I get that within scales we only want one note of each letter A-G, so that G major scale consists of G A B C D E F# and not G A B C D E Gb. But say I'm considering the note G# (Ab, F###, Bbbb etc.) in the context of a melody within the key of C Major. I can't see any reason to prefer any one enharmonic spelling to another. I guess that requiring maximal simplicity would reduce the number of possible enharmonic spellings to just two (i.e. we could discount F### etc.) but I can't see a reason to prefer G# to Ab or vice-versa.

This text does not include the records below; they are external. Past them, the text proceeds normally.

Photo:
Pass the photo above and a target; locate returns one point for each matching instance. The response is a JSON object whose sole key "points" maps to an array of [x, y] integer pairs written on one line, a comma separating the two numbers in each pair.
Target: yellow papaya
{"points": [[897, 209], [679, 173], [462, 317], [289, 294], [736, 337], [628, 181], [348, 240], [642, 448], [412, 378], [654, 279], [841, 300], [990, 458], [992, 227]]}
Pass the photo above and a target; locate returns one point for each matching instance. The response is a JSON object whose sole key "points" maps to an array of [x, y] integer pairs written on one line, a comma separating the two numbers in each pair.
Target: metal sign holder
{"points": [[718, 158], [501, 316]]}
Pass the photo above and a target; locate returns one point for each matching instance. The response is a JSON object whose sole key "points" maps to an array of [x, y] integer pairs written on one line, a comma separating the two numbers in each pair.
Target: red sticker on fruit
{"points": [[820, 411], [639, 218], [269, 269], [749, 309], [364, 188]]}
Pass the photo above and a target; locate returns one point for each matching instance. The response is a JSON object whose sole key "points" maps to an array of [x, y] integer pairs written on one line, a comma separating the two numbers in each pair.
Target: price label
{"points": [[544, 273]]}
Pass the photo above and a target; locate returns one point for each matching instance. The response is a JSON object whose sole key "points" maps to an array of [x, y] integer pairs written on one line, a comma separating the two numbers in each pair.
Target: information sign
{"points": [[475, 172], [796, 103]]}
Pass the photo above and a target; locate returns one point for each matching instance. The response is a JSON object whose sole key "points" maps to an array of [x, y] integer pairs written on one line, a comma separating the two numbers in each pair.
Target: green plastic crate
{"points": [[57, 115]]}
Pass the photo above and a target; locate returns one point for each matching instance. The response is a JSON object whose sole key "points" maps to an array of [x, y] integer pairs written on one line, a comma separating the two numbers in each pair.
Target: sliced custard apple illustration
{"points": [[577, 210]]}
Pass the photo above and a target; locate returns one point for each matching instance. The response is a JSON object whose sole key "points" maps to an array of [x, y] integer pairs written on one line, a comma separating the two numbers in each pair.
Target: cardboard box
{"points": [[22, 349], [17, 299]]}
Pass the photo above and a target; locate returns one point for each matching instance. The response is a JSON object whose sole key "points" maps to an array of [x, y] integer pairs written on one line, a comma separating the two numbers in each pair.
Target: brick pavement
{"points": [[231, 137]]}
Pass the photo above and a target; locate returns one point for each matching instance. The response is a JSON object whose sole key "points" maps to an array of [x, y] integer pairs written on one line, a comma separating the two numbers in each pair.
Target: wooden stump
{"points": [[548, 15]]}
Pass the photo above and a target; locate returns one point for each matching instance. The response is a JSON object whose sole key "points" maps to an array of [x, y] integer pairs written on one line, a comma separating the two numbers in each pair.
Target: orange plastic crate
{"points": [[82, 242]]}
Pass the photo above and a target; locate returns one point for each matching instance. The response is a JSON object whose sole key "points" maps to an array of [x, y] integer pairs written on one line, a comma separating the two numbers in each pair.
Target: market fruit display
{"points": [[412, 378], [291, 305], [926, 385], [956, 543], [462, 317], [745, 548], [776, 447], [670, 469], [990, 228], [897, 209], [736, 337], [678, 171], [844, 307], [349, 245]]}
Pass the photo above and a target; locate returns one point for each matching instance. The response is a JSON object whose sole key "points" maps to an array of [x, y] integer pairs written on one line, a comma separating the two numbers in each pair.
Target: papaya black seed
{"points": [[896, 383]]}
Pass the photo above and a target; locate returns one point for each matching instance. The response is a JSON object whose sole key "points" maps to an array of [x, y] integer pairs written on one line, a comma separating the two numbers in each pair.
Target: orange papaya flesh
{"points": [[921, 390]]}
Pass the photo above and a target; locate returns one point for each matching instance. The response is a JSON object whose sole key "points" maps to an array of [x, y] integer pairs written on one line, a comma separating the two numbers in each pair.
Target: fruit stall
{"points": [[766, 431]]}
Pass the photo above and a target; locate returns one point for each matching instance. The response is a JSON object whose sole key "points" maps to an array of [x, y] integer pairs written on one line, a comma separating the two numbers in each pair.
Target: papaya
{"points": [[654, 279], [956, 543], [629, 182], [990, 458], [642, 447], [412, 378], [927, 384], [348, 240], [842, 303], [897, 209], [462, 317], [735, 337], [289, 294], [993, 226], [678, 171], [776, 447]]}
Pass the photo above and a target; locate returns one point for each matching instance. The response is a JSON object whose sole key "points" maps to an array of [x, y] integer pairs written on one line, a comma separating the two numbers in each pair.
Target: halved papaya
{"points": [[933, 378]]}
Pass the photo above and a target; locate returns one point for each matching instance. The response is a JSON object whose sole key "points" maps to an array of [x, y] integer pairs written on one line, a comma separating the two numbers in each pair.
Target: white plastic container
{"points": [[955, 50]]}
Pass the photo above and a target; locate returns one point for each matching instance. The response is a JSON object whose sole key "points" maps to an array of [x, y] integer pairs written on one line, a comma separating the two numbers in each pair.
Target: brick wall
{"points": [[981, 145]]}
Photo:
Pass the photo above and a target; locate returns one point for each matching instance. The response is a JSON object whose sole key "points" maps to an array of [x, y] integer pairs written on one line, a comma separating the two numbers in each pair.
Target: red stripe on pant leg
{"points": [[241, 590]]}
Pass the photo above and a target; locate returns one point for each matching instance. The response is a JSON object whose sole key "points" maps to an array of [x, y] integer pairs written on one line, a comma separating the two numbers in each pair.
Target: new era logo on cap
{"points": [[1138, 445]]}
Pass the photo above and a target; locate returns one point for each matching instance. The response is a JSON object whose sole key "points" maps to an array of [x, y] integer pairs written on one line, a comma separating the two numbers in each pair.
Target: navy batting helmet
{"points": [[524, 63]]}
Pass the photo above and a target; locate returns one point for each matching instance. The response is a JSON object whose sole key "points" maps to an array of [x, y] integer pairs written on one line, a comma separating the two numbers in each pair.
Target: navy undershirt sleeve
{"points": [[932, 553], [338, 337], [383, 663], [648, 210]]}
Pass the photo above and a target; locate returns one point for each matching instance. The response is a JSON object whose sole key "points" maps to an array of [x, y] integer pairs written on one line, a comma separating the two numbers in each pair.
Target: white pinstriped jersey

Another case I find problematic is that the Augmented C triad is written (C E G#) and not (C E Ab). I understand that it is called an augmented chord because the fifth was sharpened, but why don't we call it a diminished chord because the sixth was flattened? I understand that there's already a pre-existing diminished chord; I'm questioning why the chord is named and spelled in terms of "what happened to the fifth interval?" instead of "what happened to the sixth (or any other)?"